We visited my parents in March 1996 when they lived in the Phoenix suburb of Sun City, Arizona. My father was fascinated with the Gambel’s quail in their neighborhood. The black, curved topknot on their heads made them look a bit comical. They are native to the deserts of California, Arizona and New Mexico.

Quail are part of the pheasant family, and most species are western birds. The northern bobwhite is our only eastern quail and is close in size to the Gambel’s 11 inches. Most of the bobwhites now live in the southwestern part of Wisconsin, but their population was quite extensive in the entire southern half of the state in the mid-1800s, before European settlement and the overhunting pressures of the late 1800s.

It is considered a nonmigratory game species, as are the wild turkey and ruffed grouse. The quail’s preferred habitat is shrubby forest edges, hedgerows, open woods and weedy, old fields. In autumn they form large groups known as coveys and roost on the ground.

Changes in farming over the decades have reduced the bobwhites’ habitat by eliminating hedges and brushy fence rows, leaving little winter cover or food, and expanding small agricultural fields to hundreds of acres of corn with few natural hedgerows.

Bobwhite quail nest on the ground in a shallow depression with weedy or shrubby growth sheltering the site. The clutch size can range from seven to 28 eggs, with an average of 12 to 14. The female does most of the incubating, but the male may also do the egg warming. The eggs hatch in about 23 days, and the young are up and running right away. Both adults take care of the brood, and at 14 days old, the chicks can fly.

It used to be a rare sight to see any bobwhite quail here in Door County, but hunting clubs are now raising them, and they are being released on Washington Island. These quail are more common in the southeastern parts of the U.S.

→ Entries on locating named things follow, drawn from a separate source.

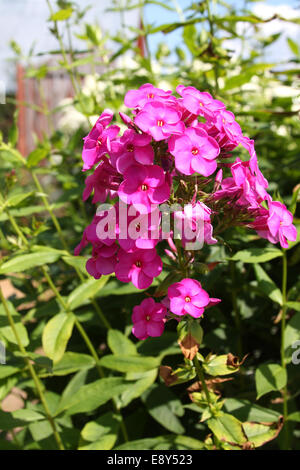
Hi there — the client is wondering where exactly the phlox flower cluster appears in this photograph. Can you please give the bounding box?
[75,83,297,339]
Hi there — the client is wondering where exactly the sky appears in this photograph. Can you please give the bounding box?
[0,0,300,91]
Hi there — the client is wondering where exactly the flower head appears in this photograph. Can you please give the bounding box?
[169,127,220,176]
[111,129,154,173]
[134,101,185,141]
[250,201,297,248]
[168,279,220,318]
[132,298,167,339]
[82,110,120,171]
[118,165,170,214]
[115,249,162,289]
[124,83,175,108]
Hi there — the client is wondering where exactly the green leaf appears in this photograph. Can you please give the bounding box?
[78,434,117,450]
[224,398,280,423]
[62,256,87,274]
[284,312,300,363]
[120,369,157,408]
[27,148,49,168]
[50,8,73,21]
[67,276,109,310]
[52,351,96,375]
[0,249,61,274]
[207,413,247,444]
[114,435,204,451]
[12,408,45,422]
[287,411,300,423]
[182,24,198,54]
[230,247,282,263]
[255,364,287,399]
[142,385,184,434]
[79,412,122,450]
[286,302,300,312]
[254,264,283,305]
[56,368,88,409]
[42,313,75,364]
[0,301,29,346]
[202,354,239,376]
[99,354,160,372]
[6,192,33,207]
[243,423,280,448]
[57,377,128,415]
[0,366,21,379]
[107,329,137,356]
[0,410,26,431]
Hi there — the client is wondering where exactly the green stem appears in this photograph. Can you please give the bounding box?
[32,172,111,329]
[31,172,68,251]
[229,261,243,358]
[0,287,64,450]
[193,355,212,408]
[206,0,219,93]
[7,211,128,442]
[280,250,289,450]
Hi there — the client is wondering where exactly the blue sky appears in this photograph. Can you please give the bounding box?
[0,0,300,90]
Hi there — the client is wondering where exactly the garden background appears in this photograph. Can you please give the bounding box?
[0,0,300,450]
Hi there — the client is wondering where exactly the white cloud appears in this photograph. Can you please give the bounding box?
[224,2,300,62]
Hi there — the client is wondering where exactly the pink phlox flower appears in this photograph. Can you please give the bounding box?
[132,298,167,340]
[134,101,185,141]
[168,278,217,318]
[116,205,161,253]
[214,158,270,209]
[250,201,297,248]
[176,85,225,119]
[124,83,175,108]
[169,127,220,176]
[86,244,118,279]
[111,129,154,173]
[118,165,170,214]
[82,157,121,204]
[115,249,162,289]
[82,111,120,171]
[174,201,218,247]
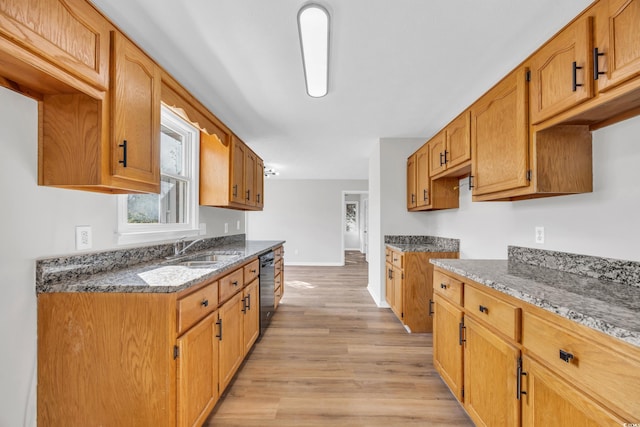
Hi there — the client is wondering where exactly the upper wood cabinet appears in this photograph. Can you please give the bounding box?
[111,32,161,188]
[593,0,640,91]
[38,32,160,193]
[471,69,529,196]
[530,15,593,124]
[200,131,264,210]
[429,111,471,176]
[0,0,111,90]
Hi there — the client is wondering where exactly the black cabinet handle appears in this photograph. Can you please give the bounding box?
[593,47,607,80]
[216,319,222,341]
[516,358,527,400]
[560,349,573,363]
[458,320,467,345]
[118,139,127,168]
[571,61,583,92]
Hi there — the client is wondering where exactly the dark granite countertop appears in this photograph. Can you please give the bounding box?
[430,247,640,347]
[384,236,460,252]
[36,239,284,293]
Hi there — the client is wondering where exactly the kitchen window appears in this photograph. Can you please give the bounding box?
[118,106,200,243]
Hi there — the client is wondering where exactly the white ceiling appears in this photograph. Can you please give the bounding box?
[92,0,591,179]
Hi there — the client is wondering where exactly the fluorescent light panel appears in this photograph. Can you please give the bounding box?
[298,4,329,98]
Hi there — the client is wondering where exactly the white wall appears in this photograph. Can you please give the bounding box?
[247,179,367,265]
[369,117,640,305]
[0,88,245,426]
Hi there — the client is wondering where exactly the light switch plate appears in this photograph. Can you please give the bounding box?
[76,225,93,251]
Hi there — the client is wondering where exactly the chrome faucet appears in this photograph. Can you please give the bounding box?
[173,237,205,256]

A male, or cock pheasant, has some of the most beautiful plumage of any large, open-country bird.

Another species that is uncommon in the far north is the ring-necked pheasant, a native of China that is also raised and released in Door County for hunting. The first pheasants were brought to this country and released in Oregon in 1881. Wisconsin’s introduction to the species occurred in Waukesha County in 1916, and they soon spread to Jefferson County.

The bobwhite and pheasant both suffer during harsh winters and rainy, cold springs. Former good breeding and wintering habitats have been reduced, so captive breeding must be done to maintain the populations. The Wisconsin Conservation Department began a pheasant-propagation program at its Poynette game farm in 1928 that continues to this day.

I remember my late husband, Roy, telling me how numerous the gray partridge (also known as the Hungarian partridge) were in eastern Kewaunee County during the 1940s – brought in from Eurasia in the early 20th century. Like the pheasant and bobwhite, the gray partridge prefers grassland and fallow-field habitats, but it requires shorter grass than the others.

Our Southern Door Christmas bird counts, dating to the late 1990s, used to find some in the set-aside cropland south of Brussels, but none have been found in recent years. Occasional reports of gray partridge have come in from eastern Brown County in recent years, but the population seems to be at a very low level now.

Another introduced species is the chukar. It was new to me until March 2011, when an acquaintance called to tell of an unusual bird in far northern Door County. We drove up with camera in hand to find one chukar walking around the yard, apparently looking for something to eat.

It seemed very tame, as if it had been released from captivity. Roy was able to get some good photos of it, but we never heard how long it stayed in the area. A few years later, someone called from southern Door County to describe a strange bird: again it was a single chukar.

This native Asian species was widely introduced to America, primarily in the desert southwest. It was found mainly where cheatgrass and water were available for the rearing of young. Once you’ve identified this beautifully marked bird, you will know it when you see another.

We try to preserve our native wildlife and hate to see invasives enter our ecosystem, but these nonnative birds do not appear to be taking over and, in fact, may be struggling just to exist. Birders are always excited to see a new species, so if a chukar walks through your yard, you may have that experience!